Transcriptome-wide piRNA profiling in human brains for aging genetic factors

Qiao Mao 1,#, Longhua Fan 2,#, Xiaoping Wang 3,#, Xiandong Lin 4, Yuping Cao 5, Chengchou Zheng 6, Yong Zhang 7, Huihao Zhang 8, Rolando Garcia-Milian 9, Longli Kang 10, Jing Shi 11, Ting Yu 11, Kesheng Wang 12, Lingjun Zuo 13, Chiang-Shan R Li 11,13, Xiaoyun Guo 13,14,*, Xingguang Luo 11,13,*
PMCID: PMC7059831  NIHMSID: NIHMS1047993  PMID: 32149191

Abstract

Objective:

Piwi-interacting RNAs (piRNAs) represent a molecular feature shared by all nonaging biological systems, including the germline and somatic cancer stem cells, which display an indefinite renewal capacity and lifespan-stable genomic integrity and are potentially immortal.
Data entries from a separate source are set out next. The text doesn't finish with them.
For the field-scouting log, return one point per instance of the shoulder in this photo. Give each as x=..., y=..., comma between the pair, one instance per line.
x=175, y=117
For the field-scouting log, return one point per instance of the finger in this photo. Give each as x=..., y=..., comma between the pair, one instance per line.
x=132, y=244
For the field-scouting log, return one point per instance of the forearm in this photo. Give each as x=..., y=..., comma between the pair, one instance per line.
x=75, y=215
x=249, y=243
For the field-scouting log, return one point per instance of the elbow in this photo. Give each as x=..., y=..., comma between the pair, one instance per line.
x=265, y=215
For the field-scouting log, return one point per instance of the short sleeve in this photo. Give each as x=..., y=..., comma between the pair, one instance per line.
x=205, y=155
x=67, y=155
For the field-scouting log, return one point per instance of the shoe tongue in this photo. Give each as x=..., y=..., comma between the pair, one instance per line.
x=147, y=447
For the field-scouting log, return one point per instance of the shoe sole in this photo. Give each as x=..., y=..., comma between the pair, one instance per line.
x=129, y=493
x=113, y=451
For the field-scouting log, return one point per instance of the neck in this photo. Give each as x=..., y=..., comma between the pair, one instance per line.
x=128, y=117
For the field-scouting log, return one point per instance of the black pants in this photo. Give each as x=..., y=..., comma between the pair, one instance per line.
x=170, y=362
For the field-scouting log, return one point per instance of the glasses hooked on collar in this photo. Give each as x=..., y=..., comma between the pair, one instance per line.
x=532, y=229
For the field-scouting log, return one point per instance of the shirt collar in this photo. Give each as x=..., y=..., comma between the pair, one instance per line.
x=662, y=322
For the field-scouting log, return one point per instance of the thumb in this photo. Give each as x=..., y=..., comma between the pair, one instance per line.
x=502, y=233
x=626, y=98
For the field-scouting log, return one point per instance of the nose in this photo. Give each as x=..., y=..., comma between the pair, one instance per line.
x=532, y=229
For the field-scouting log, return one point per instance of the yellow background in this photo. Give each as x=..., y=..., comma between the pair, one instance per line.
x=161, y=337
Here, we tested the hypothesis that piRNA is a critical genetic determinant of aging in humans.

Methods:

Expression of transcriptome-wide piRNAs (n=24k) was profiled in the human prefrontal cortex of 12 subjects (84.9±9.5, range 68–100, years of age) using microarray technology. We examined the correlation between these piRNAs’ expression levels and age, adjusting for covariates including disease status.

Results:

A total of 9,453 piRNAs were detected in brain. Including seven intergenic and three intronic piRNAs, ten piRNAs were significantly associated with age after correction for multiple testing (|r|=0.9; 1.9×10−5≤p≤9.9×10−5).

Conclusion:

We conclude that piRNAs might play a potential role in determining the years of survival of humans. The underlying mechanisms might involve the suppression of transposable elements (TEs) and expression regulation of aging-associated genes.
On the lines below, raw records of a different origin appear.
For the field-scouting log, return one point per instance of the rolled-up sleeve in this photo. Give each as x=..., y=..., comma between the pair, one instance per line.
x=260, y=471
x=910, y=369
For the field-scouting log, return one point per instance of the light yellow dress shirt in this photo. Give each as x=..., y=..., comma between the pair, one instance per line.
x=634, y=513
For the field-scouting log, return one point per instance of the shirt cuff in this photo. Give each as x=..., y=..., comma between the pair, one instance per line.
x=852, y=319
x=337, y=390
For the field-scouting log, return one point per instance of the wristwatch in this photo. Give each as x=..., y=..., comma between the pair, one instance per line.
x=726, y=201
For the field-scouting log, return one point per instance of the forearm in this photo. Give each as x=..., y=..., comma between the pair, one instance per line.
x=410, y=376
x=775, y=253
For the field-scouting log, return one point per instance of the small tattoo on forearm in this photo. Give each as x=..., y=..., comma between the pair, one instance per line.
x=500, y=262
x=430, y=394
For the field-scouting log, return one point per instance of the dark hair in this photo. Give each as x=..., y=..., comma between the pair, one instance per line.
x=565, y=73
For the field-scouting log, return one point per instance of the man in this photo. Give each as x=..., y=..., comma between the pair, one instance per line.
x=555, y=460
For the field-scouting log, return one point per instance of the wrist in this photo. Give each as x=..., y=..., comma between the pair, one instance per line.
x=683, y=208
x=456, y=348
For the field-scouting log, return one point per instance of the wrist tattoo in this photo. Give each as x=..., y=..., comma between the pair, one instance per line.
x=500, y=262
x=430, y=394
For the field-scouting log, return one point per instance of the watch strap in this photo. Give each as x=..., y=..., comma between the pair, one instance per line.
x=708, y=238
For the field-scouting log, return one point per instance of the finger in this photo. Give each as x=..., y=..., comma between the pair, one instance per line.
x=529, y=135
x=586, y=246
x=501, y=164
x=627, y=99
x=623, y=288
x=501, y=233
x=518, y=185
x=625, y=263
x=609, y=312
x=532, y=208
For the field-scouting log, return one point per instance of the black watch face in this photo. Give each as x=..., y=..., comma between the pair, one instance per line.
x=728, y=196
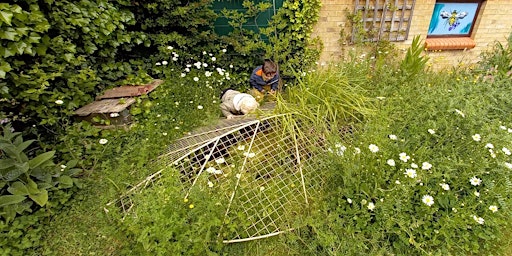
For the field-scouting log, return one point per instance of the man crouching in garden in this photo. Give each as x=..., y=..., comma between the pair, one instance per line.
x=235, y=103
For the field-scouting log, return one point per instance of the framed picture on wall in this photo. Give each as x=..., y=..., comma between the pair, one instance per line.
x=453, y=18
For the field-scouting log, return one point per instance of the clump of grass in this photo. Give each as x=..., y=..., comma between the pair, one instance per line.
x=328, y=96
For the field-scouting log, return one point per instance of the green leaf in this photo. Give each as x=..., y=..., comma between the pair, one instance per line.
x=19, y=169
x=41, y=159
x=18, y=188
x=11, y=199
x=6, y=17
x=24, y=145
x=65, y=181
x=32, y=187
x=8, y=213
x=6, y=163
x=8, y=35
x=72, y=163
x=40, y=198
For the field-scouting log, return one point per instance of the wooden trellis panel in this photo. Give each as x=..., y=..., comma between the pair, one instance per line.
x=385, y=19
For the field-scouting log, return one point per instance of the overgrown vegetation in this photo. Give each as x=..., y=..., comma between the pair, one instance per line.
x=422, y=164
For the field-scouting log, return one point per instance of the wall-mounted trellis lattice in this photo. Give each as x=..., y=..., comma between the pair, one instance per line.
x=385, y=19
x=263, y=170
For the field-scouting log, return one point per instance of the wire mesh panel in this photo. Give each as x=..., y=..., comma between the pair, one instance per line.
x=385, y=19
x=263, y=170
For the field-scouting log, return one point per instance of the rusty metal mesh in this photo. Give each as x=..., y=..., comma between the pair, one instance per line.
x=263, y=169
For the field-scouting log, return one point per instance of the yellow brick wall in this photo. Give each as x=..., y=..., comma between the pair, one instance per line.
x=494, y=23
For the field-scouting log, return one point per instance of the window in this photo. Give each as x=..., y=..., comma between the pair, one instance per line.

Keywords: piRNA, brain, gene expression, aging, years of survival, transposable elements (TEs), Alzheimer’s disease

Introduction

Piwi-interacting RNAs (piRNAs) represent the largest class of non-coding RNAs. Initially discovered and most abundant in germline cells, piRNAs have also been identified in somatic tissues, including the brain, heart, small intestine, kidney, liver, lung, skeletal muscle and pancreas 1,2. Recently, we reported 9,453 piRNAs in human brains and 8,759 in human stomachs, with 103 and 50 piRNAs associated with Alzheimer’s disease (AD) and gastric cancer, respectively 3. On the basis of functional versatility of piRNAs, we postulate that piRNAs may be related to more phenotypes, including years of survival, in humans.
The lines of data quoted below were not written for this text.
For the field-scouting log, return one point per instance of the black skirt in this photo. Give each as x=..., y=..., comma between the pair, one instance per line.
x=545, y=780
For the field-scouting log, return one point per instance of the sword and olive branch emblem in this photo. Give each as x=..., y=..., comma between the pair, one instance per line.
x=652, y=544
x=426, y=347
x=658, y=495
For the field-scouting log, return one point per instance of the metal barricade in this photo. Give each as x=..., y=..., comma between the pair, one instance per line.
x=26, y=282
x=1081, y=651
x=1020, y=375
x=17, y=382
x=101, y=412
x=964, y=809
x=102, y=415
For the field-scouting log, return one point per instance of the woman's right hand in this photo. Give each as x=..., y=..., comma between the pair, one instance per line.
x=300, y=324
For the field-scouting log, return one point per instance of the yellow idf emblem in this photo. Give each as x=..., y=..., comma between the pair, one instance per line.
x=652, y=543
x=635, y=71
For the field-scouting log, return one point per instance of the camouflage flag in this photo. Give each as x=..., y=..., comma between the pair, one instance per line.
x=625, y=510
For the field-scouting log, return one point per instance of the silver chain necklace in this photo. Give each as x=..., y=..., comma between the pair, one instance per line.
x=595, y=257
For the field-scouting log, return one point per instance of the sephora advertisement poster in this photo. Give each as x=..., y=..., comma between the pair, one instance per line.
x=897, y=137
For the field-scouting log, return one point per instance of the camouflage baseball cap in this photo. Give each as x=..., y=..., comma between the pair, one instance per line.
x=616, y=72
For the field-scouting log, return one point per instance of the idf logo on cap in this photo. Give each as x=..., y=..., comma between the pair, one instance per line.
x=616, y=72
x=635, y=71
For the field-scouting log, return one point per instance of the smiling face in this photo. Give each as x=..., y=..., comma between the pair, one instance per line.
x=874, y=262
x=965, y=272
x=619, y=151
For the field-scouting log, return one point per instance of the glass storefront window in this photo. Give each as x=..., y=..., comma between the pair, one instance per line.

As the organism ages, transposable elements (TEs) in the genome of somatic cells multiply and become increasingly active and mobile 4,5, most obviously in neurons 68. TEs are capable of moving from one genomic locus to another, thereby causing insertional mutations 9,10. Both the TE-derived mutation rates 7,8,1114 and the mortality rates 15 increase exponentially over the adult lifespan, in contrast to the constant rates in association with TE-independent mutations and chemical or physical mutagens 14, suggesting a decisive mutagenic role of TEs during aging. A recent animal study suggested that aging was related to many TE-related genes 16.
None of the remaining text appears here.